R3i Editorials

R3i editorials, created by members of the R3i board, focus on addressing the persistent challenges of residual cardiovascular risk. These editorials serve to educate healthcare professionals about emerging insights and therapeutic strategies related to lipid-related risk factors, such as triglyceride-rich lipoproteins and lipoprotein(a).

Latest Editorial

February 2026
Is personalized residual risk the future?
Prof. Peter Libby, Prof. Michel Hermans, Prof. Pierre Amarenco, Prof. Lale Tokgözoglu 

Despite advances in interventional strategies and pharmacological treatments, residual cardiovascular risk remains a major clinical challenge. Novel insights reinforce the interplay of multiple contributing pathways, and the need for a personalized approach to management beyond traditional risk factors.

Lipids remain a key focus for targeting residual risk. Lipoprotein(a) [Lp(a)], a genetically determined, independent, and causal risk factor that is not controlled effectively by lifestyle or current standard lipid-lowering therapies, has gained increasing attention due to the advent of novel therapeutics that lower Lp(a) substantially (1). RNA-based therapies that specifically target Lp(a) include the antisense oligonucleotide pelacarsen and siRNAs such as olpasiran, lepodisiran, and zerlasiran, offer potent and durable reduction in Lp(a) (2). Definitive evidence for a role for Lp(a) lowering in residual risk awaits the findings from ongoing cardiovascular outcomes studies, such as HORIZON and OCEAN(a) (3,4). Lp(a) may also play a role in early-onset myocardial infarction (5) and participates causally in aortic stenosis, suggesting other conditions that would derive benefit from specific Lp(a)-lowering therapy. Furthermore, remnant cholesterol, the cholesterol contained in triglyceride-rich lipoproteins, remains in contention, with novel therapies targeting apolipoprotein CIII (APOC3) or ANGPLTL3 under investigation for their impact on cardiovascular outcomes (6,7).

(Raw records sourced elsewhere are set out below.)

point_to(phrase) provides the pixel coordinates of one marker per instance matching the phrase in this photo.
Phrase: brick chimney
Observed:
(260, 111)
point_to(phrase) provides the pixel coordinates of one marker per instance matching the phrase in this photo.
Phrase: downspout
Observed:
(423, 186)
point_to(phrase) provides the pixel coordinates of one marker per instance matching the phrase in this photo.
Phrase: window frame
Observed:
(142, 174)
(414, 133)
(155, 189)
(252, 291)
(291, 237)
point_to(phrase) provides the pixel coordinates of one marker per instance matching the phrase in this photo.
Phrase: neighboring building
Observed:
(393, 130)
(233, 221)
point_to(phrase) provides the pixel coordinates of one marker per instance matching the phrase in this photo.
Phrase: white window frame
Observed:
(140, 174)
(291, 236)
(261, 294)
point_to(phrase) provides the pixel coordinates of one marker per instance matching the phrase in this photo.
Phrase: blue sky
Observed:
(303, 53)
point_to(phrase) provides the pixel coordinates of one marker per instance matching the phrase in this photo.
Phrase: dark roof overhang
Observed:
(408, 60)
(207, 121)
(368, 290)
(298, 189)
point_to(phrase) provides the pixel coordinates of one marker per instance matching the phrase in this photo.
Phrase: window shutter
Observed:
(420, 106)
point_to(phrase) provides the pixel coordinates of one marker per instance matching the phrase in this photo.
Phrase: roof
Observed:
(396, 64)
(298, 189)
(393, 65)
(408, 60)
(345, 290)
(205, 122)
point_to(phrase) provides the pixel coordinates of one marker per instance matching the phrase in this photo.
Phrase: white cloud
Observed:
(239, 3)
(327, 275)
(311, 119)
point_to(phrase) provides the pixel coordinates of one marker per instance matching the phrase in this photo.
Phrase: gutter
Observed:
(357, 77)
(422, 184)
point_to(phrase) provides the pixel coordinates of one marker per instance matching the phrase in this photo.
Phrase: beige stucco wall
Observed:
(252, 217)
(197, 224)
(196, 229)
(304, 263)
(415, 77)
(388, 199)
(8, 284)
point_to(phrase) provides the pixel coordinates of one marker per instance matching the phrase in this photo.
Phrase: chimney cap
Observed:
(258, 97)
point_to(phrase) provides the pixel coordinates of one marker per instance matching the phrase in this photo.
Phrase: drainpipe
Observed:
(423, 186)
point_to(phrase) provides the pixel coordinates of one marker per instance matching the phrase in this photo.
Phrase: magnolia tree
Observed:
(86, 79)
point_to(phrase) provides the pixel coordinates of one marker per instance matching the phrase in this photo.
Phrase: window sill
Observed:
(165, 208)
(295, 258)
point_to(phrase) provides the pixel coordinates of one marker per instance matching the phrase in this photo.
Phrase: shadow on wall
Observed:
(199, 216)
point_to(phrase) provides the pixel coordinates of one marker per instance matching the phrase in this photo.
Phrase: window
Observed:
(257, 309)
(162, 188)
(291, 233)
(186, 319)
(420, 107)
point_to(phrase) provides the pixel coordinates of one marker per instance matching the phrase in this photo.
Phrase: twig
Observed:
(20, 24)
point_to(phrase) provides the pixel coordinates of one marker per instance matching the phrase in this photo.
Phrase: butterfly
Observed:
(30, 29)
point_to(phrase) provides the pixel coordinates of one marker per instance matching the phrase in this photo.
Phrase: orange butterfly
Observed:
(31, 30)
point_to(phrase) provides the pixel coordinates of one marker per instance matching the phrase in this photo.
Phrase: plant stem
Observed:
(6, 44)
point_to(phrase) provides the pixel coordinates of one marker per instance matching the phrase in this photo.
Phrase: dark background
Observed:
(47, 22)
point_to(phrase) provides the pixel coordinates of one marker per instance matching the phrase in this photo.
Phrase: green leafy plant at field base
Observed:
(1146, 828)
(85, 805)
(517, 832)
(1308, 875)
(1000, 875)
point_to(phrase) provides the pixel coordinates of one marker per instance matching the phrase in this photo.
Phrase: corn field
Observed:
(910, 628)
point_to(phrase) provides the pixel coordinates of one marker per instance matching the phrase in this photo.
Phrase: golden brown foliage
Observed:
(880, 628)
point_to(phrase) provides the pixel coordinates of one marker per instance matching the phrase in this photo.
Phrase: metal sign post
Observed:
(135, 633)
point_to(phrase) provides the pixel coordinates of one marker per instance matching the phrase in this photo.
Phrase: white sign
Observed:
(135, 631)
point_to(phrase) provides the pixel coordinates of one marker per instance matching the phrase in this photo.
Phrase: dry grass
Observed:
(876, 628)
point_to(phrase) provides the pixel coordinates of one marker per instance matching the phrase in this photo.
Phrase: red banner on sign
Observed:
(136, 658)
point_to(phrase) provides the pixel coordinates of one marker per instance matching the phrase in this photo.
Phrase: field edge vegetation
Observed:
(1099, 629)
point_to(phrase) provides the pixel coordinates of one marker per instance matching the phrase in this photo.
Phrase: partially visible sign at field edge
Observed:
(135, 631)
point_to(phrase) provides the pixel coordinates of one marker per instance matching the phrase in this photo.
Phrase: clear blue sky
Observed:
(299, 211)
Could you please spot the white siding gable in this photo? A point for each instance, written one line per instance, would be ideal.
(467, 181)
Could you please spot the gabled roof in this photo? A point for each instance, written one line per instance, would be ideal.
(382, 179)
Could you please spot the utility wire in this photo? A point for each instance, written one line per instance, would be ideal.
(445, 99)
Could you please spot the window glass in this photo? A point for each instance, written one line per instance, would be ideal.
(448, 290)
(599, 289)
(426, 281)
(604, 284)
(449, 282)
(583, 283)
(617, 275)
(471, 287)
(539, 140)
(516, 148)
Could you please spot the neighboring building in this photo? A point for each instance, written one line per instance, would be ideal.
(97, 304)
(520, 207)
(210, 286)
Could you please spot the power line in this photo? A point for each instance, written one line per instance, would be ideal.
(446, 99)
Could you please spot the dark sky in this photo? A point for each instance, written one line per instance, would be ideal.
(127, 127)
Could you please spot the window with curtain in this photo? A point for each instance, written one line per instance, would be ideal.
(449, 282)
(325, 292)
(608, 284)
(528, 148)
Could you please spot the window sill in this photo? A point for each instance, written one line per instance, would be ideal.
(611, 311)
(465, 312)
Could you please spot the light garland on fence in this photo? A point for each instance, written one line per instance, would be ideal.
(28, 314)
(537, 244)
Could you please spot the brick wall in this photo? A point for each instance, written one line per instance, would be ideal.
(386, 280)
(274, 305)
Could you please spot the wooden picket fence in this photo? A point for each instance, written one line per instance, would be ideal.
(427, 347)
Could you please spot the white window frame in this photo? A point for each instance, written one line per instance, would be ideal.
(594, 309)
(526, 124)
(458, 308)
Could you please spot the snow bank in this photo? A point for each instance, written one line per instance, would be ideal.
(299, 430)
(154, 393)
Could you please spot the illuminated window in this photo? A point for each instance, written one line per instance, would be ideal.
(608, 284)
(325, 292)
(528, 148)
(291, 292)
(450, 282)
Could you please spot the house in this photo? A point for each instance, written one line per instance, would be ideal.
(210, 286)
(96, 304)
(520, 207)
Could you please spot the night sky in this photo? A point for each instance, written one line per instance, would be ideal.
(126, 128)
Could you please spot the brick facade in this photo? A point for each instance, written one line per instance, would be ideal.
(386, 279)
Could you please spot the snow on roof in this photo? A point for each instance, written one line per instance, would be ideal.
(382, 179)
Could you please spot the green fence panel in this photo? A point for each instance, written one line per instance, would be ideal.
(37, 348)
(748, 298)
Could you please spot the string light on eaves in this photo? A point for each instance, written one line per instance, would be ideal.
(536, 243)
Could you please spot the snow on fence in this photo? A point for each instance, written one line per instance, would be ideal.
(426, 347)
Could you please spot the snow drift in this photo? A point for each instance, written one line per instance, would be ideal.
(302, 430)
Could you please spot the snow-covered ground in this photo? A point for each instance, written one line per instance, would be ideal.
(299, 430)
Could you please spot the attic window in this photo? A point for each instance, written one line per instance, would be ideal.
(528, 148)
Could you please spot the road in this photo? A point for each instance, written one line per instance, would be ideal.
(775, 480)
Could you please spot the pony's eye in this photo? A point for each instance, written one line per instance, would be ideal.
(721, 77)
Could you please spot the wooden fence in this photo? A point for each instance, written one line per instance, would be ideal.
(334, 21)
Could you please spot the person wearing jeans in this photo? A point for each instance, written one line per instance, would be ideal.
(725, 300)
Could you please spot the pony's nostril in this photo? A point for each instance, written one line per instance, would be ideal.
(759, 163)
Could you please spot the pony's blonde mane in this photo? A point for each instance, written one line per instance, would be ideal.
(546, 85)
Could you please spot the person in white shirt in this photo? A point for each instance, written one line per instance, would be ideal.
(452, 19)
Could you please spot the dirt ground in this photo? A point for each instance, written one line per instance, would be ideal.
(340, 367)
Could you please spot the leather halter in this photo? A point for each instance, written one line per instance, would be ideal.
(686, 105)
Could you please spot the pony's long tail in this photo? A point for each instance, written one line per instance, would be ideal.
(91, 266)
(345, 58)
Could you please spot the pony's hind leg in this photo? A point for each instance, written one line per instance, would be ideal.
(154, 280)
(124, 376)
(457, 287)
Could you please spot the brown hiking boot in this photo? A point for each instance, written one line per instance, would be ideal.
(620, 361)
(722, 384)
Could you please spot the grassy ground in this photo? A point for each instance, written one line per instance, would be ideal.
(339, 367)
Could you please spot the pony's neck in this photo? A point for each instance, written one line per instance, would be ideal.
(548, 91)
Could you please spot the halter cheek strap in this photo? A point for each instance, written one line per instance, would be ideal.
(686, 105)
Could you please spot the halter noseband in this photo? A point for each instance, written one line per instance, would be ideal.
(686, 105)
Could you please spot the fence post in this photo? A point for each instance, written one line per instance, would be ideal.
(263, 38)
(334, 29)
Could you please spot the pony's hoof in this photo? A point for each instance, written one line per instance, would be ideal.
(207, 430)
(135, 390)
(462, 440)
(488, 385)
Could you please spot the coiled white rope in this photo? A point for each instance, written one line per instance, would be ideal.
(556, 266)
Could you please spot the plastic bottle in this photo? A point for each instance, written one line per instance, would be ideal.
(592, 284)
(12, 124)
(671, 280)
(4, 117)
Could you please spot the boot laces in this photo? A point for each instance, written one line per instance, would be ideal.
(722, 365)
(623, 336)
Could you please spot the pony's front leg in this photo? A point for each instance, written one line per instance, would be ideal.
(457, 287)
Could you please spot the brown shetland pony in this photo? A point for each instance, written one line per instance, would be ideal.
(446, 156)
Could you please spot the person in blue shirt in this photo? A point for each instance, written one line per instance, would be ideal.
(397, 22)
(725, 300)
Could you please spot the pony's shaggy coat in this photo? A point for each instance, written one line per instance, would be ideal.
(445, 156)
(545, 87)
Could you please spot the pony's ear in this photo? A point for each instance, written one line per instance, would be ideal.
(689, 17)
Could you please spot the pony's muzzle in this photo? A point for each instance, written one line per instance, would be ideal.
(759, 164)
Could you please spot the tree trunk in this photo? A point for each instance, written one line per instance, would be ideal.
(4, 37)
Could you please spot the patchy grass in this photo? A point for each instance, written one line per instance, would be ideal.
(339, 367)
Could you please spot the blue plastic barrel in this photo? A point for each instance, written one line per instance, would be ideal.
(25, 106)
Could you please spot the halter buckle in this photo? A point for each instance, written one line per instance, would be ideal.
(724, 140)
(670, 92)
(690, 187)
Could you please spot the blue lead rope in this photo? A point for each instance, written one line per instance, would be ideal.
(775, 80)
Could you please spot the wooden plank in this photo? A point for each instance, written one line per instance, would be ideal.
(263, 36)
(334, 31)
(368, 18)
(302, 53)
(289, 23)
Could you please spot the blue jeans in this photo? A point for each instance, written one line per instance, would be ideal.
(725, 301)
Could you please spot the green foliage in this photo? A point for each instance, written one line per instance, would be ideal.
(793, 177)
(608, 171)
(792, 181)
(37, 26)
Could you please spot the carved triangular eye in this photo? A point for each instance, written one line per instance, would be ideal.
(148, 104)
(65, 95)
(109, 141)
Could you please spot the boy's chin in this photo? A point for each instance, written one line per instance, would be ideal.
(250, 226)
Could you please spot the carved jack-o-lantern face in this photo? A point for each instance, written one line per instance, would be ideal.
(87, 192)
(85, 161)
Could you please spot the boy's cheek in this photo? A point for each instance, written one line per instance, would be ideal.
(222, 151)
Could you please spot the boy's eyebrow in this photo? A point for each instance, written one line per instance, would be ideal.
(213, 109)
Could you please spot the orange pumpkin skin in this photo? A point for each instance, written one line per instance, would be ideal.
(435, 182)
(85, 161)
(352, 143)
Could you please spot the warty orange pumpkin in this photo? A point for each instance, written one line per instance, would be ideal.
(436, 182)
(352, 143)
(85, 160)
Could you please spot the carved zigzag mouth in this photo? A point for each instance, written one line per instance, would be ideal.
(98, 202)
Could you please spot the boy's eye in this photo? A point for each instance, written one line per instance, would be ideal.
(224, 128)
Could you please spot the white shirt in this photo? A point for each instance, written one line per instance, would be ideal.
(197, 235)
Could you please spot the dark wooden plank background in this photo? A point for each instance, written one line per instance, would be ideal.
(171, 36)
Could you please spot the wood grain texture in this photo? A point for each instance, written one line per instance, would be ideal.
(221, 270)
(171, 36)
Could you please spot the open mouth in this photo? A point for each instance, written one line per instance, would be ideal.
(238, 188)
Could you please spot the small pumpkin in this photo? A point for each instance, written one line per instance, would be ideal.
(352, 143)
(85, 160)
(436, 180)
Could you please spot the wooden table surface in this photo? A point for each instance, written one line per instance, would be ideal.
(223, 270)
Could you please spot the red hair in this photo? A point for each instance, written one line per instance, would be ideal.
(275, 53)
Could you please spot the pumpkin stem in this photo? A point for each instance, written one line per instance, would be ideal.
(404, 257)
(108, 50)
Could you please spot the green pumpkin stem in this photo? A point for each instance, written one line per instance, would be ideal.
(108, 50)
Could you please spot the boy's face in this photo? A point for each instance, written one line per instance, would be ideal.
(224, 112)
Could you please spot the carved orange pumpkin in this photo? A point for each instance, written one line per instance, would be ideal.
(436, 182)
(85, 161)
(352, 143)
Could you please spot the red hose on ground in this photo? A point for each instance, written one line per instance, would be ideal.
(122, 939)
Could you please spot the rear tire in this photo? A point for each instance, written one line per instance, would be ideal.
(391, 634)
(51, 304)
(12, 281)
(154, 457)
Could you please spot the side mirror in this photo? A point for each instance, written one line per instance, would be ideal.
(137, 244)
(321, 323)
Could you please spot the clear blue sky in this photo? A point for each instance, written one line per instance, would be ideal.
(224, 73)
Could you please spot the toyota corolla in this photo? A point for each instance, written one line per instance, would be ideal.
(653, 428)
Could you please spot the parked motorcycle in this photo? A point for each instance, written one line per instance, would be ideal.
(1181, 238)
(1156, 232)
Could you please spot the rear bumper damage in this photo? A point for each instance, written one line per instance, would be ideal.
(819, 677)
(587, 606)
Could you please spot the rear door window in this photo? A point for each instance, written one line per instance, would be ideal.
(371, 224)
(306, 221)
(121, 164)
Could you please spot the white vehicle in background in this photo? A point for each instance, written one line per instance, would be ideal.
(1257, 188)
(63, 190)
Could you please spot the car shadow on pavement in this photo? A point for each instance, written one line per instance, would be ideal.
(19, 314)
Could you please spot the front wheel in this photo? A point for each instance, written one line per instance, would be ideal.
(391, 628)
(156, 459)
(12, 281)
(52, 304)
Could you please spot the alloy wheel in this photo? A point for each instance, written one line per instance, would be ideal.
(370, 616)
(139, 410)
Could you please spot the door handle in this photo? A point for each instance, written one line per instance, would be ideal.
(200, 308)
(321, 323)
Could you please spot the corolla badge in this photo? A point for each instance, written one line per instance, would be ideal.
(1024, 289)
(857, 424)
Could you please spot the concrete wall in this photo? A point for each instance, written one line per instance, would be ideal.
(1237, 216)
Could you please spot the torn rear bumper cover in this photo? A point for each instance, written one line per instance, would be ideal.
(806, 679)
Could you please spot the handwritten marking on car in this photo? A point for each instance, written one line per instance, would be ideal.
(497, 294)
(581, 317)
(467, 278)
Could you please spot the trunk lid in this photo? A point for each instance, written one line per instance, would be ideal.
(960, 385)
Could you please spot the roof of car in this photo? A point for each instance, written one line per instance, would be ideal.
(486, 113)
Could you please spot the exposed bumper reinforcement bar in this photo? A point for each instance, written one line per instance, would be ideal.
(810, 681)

Beyond lipids, there is conclusive evidence for residual inflammatory risk, often measured by high-sensitivity C-reactive protein (hsCRP). Studies such as CANTOS, testing an anti-inflammatory agent acting downstream of the NLRP3 inflammasome, and COLCOT and the LoDoCo2 trial with colchicine, showed reduction in cardiovascular events (8-10). More recently, ziltivekimab, an interleukin-6 inhibitor, reduced hsCRP by up to 92% in individuals with elevated hsCRP and chronic kidney disease (11); the ZEUS trial will evaluate whether lowering hsCRP with this agent reduces major adverse cardiovascular events (12).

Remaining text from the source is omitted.